American academic administrator (1902–1992)

Dr. G. Brooks Earnest (born George Brooks Earnest) (October 2, 1902 in Mifflintown, Pennsylvania – September 13, 1992 in West Bloomfield, Michigan,), was a distinguished American educator, administrator, and the fourth and last president of Fenn College.

==Education==
Earnest graduated from high school in Altoona, Pennsylvania. He graduated in 1927 from the Case Institute of Technology with a degree in civil engineering. Earnest earned his M.S. from Case Institute in 1933.

==Case Institute of Technology==
In 1930 he joined the faculty of the Case Institute of Technology as an instructor of engineering. He became a professor of engineering surveying and director of Camp Case in 1948.

==Fenn College==

===Dean of the School of Engineering===
Earnest, a member of the faculty at Case Institute of Technology was nominated for the position of Dean of the School of Engineering at Fenn College at a joint meeting of the board executive and personnel committees held on September 7, 1950. Earnest received official approval of this on December 4, 1950 by the Fenn College board of trustees.
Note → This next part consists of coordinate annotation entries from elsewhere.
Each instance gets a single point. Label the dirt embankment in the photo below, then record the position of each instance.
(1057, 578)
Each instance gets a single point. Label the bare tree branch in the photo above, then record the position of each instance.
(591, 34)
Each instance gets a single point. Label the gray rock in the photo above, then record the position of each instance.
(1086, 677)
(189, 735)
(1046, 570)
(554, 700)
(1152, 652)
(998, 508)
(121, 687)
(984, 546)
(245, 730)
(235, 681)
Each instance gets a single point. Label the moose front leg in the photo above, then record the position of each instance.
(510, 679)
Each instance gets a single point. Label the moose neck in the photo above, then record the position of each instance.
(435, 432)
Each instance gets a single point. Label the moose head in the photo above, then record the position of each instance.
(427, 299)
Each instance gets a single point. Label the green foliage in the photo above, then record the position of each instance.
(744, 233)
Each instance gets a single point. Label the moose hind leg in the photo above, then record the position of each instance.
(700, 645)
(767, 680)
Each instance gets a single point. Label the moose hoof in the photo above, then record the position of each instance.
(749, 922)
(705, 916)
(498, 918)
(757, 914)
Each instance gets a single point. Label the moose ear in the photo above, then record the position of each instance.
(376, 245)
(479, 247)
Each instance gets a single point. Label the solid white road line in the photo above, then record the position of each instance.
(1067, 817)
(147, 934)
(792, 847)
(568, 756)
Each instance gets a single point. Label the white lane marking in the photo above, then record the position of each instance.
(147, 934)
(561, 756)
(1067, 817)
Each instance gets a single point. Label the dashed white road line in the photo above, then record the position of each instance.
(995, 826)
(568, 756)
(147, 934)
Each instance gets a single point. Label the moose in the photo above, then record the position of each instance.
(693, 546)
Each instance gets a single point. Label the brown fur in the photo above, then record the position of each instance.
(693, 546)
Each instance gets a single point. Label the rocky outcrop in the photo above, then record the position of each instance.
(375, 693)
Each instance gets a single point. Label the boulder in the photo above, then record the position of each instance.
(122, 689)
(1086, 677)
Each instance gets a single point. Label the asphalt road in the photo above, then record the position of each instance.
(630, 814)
The appointment was effective on February 1, 1951.

===President===
At a board meeting on January 28, 1952 it was recommended through a report submitted that Earnest be appointed the acting president of Fenn College. The board unanimously approved it. He was named the permanent president on September 22, 1952. He served as the President of Fenn College until August 31, 1965 when Fenn College's assets were given to the State of Ohio to create Cleveland State University.

==Honors==
The American Society of Civil Engineers, Cleveland section established the G. Brooks Earnest Technical Lecture Award in "appreciation of the life-long services of G. Brooks Earnest."

==Personal life==
Earnest was born to John Harry Earnest and Mary Catharine Earnest (née Showers). He was married to Mary Alice Earnest (née McKeighan) on February 8, 1928. They had two sons, Samuel Allen of Murrysville, Pennsylvania. and David Brooks of West Bloomfield, Michigan.